- Born: September 3, 1922 Pine Bluff, Arkansas, U.S.
- Died: August 1, 2006 (aged 83) New York City, U.S.
- Occupations: Theater historian; Stage director;

Academic background
- Alma mater: Hampton Institute; Ohio State University;
- Thesis: The Emergence of a Characteristic Contemporary Form in the American Drama of Tennessee Williams (1958)
- Doctoral advisor: Everett M. Schreck

Academic work
- Discipline: Theater history
- Sub-discipline: Tennessee Williams
- Institutions: Arkansas Agricultural, Mechanical & Normal College; Clark College; University of Wisconsin–Madison;

= Esther Merle Jackson =

American theatrical historian and director (1922–2006)
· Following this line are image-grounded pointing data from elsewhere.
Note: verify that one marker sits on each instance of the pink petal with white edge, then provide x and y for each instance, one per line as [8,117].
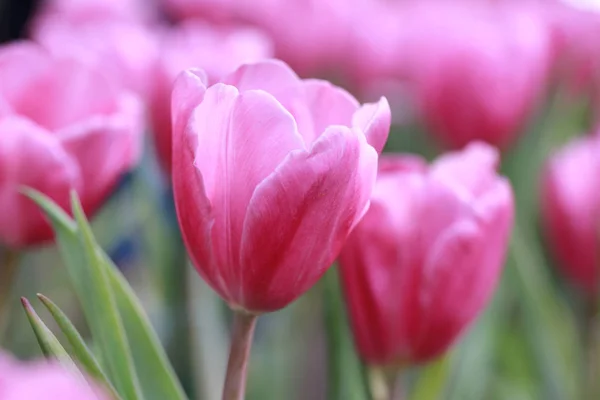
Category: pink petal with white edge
[272,76]
[30,156]
[299,217]
[242,138]
[374,119]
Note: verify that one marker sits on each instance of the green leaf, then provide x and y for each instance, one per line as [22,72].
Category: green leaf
[155,373]
[79,349]
[51,347]
[432,380]
[107,325]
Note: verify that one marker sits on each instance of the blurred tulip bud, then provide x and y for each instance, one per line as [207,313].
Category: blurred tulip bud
[43,381]
[217,50]
[270,174]
[426,258]
[124,51]
[477,71]
[62,127]
[571,210]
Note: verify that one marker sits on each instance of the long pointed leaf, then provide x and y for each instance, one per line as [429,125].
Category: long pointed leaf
[80,351]
[51,347]
[155,373]
[110,333]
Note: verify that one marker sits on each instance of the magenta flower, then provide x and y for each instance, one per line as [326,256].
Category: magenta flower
[426,258]
[270,174]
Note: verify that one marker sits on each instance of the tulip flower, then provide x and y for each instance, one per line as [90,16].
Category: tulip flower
[571,210]
[43,381]
[270,175]
[424,261]
[217,50]
[62,127]
[477,71]
[125,51]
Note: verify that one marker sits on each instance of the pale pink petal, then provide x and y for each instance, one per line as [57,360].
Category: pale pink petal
[20,65]
[105,147]
[374,119]
[194,211]
[318,105]
[55,98]
[470,171]
[448,298]
[272,76]
[235,133]
[309,193]
[30,156]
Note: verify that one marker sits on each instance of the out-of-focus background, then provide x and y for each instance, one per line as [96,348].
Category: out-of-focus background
[521,75]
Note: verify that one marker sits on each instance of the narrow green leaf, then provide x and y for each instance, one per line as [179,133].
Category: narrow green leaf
[80,351]
[155,373]
[110,333]
[432,380]
[51,347]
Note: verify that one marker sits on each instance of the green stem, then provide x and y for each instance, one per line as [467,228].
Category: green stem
[345,378]
[592,334]
[237,366]
[9,265]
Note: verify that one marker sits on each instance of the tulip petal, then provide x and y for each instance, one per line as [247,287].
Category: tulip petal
[234,132]
[374,119]
[27,153]
[470,171]
[21,61]
[105,148]
[450,298]
[272,76]
[318,105]
[299,217]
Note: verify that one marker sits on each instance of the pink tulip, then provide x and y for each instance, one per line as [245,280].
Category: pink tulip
[43,381]
[62,127]
[217,50]
[477,71]
[125,51]
[571,210]
[270,174]
[426,258]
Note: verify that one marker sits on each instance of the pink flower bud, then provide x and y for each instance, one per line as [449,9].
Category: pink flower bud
[62,127]
[571,210]
[270,174]
[217,50]
[426,258]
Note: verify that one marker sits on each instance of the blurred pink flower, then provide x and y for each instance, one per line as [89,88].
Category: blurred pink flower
[43,381]
[62,126]
[87,11]
[426,258]
[476,71]
[571,210]
[270,174]
[125,51]
[217,50]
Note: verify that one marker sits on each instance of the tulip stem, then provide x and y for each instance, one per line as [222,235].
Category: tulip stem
[592,332]
[379,384]
[239,354]
[9,263]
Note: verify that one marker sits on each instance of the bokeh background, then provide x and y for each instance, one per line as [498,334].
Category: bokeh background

Esther Merle Jackson (September 3, 1922 – August 1, 2006) was an American theatrical historian and director. Born in Pine Bluff, Arkansas, she originally taught at historically black colleges and universities and was one of the first Black women in the United States to get a PhD in Theatre and worked as Director of Education at the New York Shakespeare Festival, before becoming a professor at the University of Wisconsin–Madison Department of Theatre and Drama. She was an expert in the works of Tennessee Williams, writing the book The Broken World of Tennessee Williams in 1965, and she and John Ezell collaborated on several theatrical productions, including a half-hour compilation of plays from Thornton Wilder broadcast on PBS in 1978.
==Biography==
Esther Merle Jackson was born on September 3, 1922, in Pine Bluff, Arkansas. Her father Napoleon F. Jackson was principal of Booker T. Washington High School, a segregated school in El Dorado, Arkansas, and her mother Ruth (née Atkinson) Jackson taught English at the aforementioned school. After studying at segregated schools in El Dorado, Arkansas, she studied at Hampton Institute, where she got her BS in 1942, and at Ohio State University, where she got her MA in Theatre in 1946.

After teaching at Arkansas Agricultural, Mechanical & Normal College as an instructor in English and Speech (1942-1944), Jackson taught at Hampton Institute (1946-1949) and Clark College (1949-1956) as Assistant Professor of Drama, simultaneously serving as theater director. She received a John Hay Whitney Foundation fellowship in 1956 and an Ohio State University Fellowship in 1957, and she returned to Ohio State to get her PhD in Theatre in 1958, one of the first Black women in the United States to do so; her dissertation, supervised by Everett M. Schreck, was titled The Emergence of a Characteristic Contemporary Form in the American Drama of Tennessee Williams.

Jackson started working in post-secondary education theatrical productions after getting her PhD, and she spent a year working as a Professor of English at North Carolina A&T State University (1958-1959) and as Visiting Professor of Humanities at the Tuskegee Institute (1959-1960). She was a Fulbright Scholar in Drama and Theater Arts at Victoria and Albert Museum during the 1960-1961 academic year.

In 1961, Jackson returned to Clark College as Professor of Speech and Drama and as a chair of their Department of Speech and Drama. From 1964 to 1965, she worked as a specialist in theatre and dance education at the United States Office of Education, where she intended to expand theater's role in the Great Society. After working as Joseph Papp's assistant in 1963, she started working in 1965 as Director of Education at the New York Shakespeare Festival. She later spent short periods teaching at Adelphi University, Shaw University, and the Free University of Berlin, the latter where she was a Fulbright Scholar in Drama and Theater Arts during the 1967–1968 academic year. She published the book The Broken World of Tennessee Williams in 1965. She was elected a Guggenheim Fellow in 1968, for "a study of the drama of ideas in the American theatre, 1909–1966".

In 1969, she became professor at the University of Wisconsin–Madison Department of Theatre and Drama, remaining there until 1987. While at UW Madison, she worked with John Ezell during her efforts to start an institution on American theatre studies and while teaching drama. On August 30, 1978, one of their co-productions, the duo's half-hour compilation of plays from Thornton Wilder titled Wilder Wilder, aired nationwide on PBS.

As an academic, Jackson specialized in theatrical literature, especially the works of Tennessee Williams and Eugene O'Neill. The Reporter described her as a "foremost critic of playwright Tennessee Williams" and a "leading black educator in theater history and criticism". In 1981, she self-published The American Drama and the New World Vision, a manuscript on theater history which, according to Daniel Ciba, "serves as the culmination of Jackson's scholarship [and] connects her scholarship as a through-line that she developed directly through her many years of teaching."

Having suffered from Alzheimer's disease, Jackson died of complications from the disease on August 1, 2006, in Brooklyn, aged 83.

In 2011, her papers were transferred to the Stuart A. Rose Manuscript, Archives, and Rare Book Library; by the time theater professor Daniel Ciba discovered them in 2019 while working on a research project on Jackson, the resulting collection remained unorganized.